Paulo Victor Leite Lima Gomes

Posted on May 5

Tactical Debt Is the Silent Killer of Engineering Velocity

#ai #softwareengineering #opinion #devops

There is a kind of engineering debt that does not show up in static analysis, does not trigger your test suite, and will not be fixed by refactoring a bad class.

It lives in the way the team operates.

Nobody owns the service. Deployments need a human ritual. The sprint plan dies on Tuesday because production is on fire again. The one person who understands payments is on vacation and suddenly everyone is politely pretending not to panic.

This is tactical debt.

And I think it destroys more engineering velocity than most teams are willing to admit.

Technical debt gets all the attention because it is visible to engineers. You can point to the messy module. You can complain about the missing tests. You can open an IDE and feel the pain directly.

Tactical debt is sneakier. It is the boulder chained to the team while everyone is still debating whether the codebase is clean enough.

The cruel part is that tactical debt absorbs productivity gains.

You can improve your test suite. You can adopt better tooling. You can hire strong engineers. You can use AI to write code faster.

But if the path from idea to production is full of unclear ownership, manual steps, approval mazes, status theater, and tribal knowledge, the extra productivity just gets converted into waiting.

AI may help you write the pull request in twenty minutes.

Tactical debt makes sure it still takes three weeks to reach production.

tactical debt is not technical debt

This distinction matters.

Technical debt is about the shape and quality of the software system. Tactical debt is about the shape and quality of the operating system around the software system.

They are related, but they are not the same thing.

You can have ugly code and a high-velocity team if ownership is clear, deployment is automated, decisions are fast, and operational feedback loops are healthy.

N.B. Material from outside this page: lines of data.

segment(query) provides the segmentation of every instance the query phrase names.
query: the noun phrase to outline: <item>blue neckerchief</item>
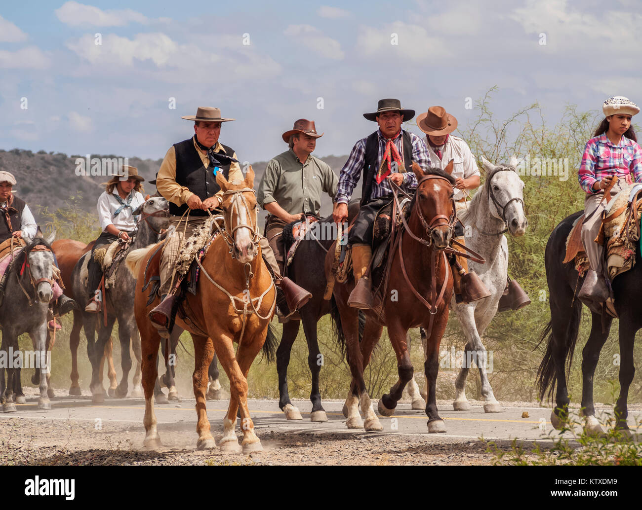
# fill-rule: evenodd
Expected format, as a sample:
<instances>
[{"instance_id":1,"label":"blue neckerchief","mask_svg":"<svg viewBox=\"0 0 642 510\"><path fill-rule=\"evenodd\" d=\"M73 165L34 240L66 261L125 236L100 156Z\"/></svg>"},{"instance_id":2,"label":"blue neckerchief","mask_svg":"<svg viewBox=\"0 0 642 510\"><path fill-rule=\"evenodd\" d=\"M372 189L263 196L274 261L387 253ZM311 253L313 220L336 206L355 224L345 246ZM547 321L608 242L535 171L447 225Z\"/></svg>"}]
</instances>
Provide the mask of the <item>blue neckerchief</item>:
<instances>
[{"instance_id":1,"label":"blue neckerchief","mask_svg":"<svg viewBox=\"0 0 642 510\"><path fill-rule=\"evenodd\" d=\"M116 216L120 214L121 211L123 210L123 209L124 209L125 207L129 207L129 208L132 209L132 210L134 210L134 208L130 205L130 204L132 203L132 200L134 200L134 196L135 194L135 192L136 192L135 190L132 189L132 192L129 194L129 196L126 198L126 201L121 198L120 196L118 195L117 192L112 193L112 194L116 197L116 200L118 201L118 203L120 204L120 207L119 207L116 210L112 217L115 218ZM134 221L137 222L138 221L137 214L134 216Z\"/></svg>"}]
</instances>

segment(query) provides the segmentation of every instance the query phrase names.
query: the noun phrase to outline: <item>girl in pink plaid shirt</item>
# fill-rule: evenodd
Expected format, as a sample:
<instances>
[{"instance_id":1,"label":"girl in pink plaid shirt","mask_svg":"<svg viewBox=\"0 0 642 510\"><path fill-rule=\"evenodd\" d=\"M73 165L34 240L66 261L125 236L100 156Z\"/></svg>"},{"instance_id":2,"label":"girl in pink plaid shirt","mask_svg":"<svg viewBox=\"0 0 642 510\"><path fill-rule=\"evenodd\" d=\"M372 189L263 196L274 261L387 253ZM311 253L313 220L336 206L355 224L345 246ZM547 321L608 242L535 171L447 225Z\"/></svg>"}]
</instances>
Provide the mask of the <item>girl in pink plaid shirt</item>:
<instances>
[{"instance_id":1,"label":"girl in pink plaid shirt","mask_svg":"<svg viewBox=\"0 0 642 510\"><path fill-rule=\"evenodd\" d=\"M606 207L605 190L614 196L633 180L642 182L642 149L631 117L640 109L627 98L615 96L602 105L605 118L586 144L580 164L580 185L586 192L582 242L591 264L578 296L596 303L609 297L603 271L603 246L594 241Z\"/></svg>"}]
</instances>

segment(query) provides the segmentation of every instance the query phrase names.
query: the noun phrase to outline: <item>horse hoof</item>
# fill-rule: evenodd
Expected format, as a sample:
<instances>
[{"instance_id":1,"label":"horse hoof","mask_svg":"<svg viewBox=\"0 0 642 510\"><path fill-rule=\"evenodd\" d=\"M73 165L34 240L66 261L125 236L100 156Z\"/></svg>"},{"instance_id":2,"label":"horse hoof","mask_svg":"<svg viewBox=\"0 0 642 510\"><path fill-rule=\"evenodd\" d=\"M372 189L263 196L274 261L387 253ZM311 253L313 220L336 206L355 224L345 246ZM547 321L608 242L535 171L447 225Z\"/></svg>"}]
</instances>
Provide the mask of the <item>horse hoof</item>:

You can also have a beautifully designed codebase trapped inside an organization where every change requires five meetings, three approvals, a release coordinator, and someone named Rodrigo who is the only person allowed to touch production because of an incident in 2021.

The code may be clean.

The team is still slow.

This is why some technical-debt programs fail. Teams spend a quarter improving internals and then wonder why delivery still feels stuck. The answer is uncomfortable: the bottleneck was never only in the code.

The bottleneck was in the way work moves.

Technical debt usually asks: “Is the system easy to change?”

Tactical debt asks: “Can the team actually get a change safely into the hands of users?”

Those are different questions. Mature engineering organizations need to care about both.

unclear ownership turns small questions into archaeology

A healthy system has an answer to a boring question: who owns this?

Not in an abstract Confluence sense. In the practical sense.

Who gets paged? Who approves risky changes? Who understands the business constraints? Who can decide whether this API behavior is intentional or accidental?

When ownership is unclear, simple work becomes detective work.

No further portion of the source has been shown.